Google announced many new AI models, projects to come, and various AI qualities for its items during I/O 2024. The one that genuinely stands out is the Google Gemini 1.5 Flash model. This model is astonishingly quick and successful while also possessing multimodal characteristics and a context window that can expand to up to 1 million symbols and 2 million via the waitlist.
Straightforwardly Gemini 1.5 Flash, Google has not released the number of its parameters and is doing well in all three modalities: text, vision, and audio. The Google Gemini 1.5 technical report states that Gemini 1.5 Flash surpasses both 1.0 Ultra and 1.0 Promently in most tasks. Mainly, it lags behind in speech recognition and translation.
Unlike the sparse MoE model Gemini 1.5 Pro, Gemini 1.5 Flash is a smaller, denser model that has been online distilled from the larger 1.5 Pro model to improve quality. It is also faster than all prior smaller models, such as Claude 3 Haiku, and runs on Google’s custom TPU. Pricing is ridiculously low: $0.35 input and $0.53 output per 128K tokens, and $0.70 and $1.05 for 1 million tokens.
It is cheaper than Llama 3 70B, Mistral Medium, GPT-3.5 Turbo, or other larger models. Therefore, for developers who want multimodal reasoning with a large context window at a cheap price, the Flash model is very compelling. How you can get to try Gemini 1.5 Flash for free:
How to Use Google Gemini 1.5 Flash For Free
- Visit aistudio.google.com and sign in with your Google account. There is no waitlist to use the Flash model.
- Select the “Gemini 1.5 Flash” model from the drop-down menu.
- Start chatting with the Flash model.

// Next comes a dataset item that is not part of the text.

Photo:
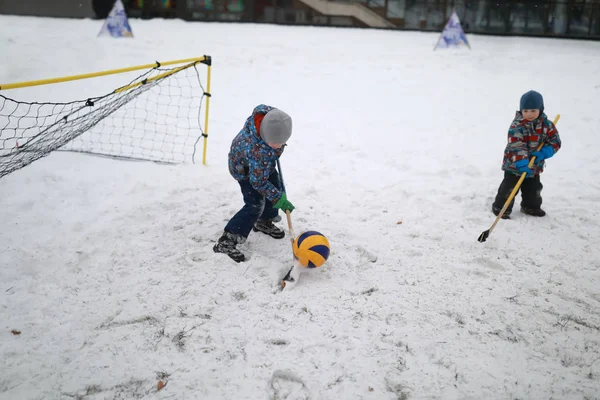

You can also upload images, videos, audio clips, files, and folders.
First Impression of Google Gemini 1.5 Flash
Even though it is by no means the most advanced model out there, Google Gemini 1.5 Flash is defined by its speed, high efficiency, and low price. Compared to the Google Gemini 1.5 Pro and some larger models from, for instance, OpenAI or Anthropic, it is very limited. When it was asked with five common reasoning questions, it gave one correct answer. Nevertheless, it may serve even better for tasks that require multimodality and a large context window. Moreover, the Gemini models are known for being particularly good at creative tasks, which is useful for both developers and end-users.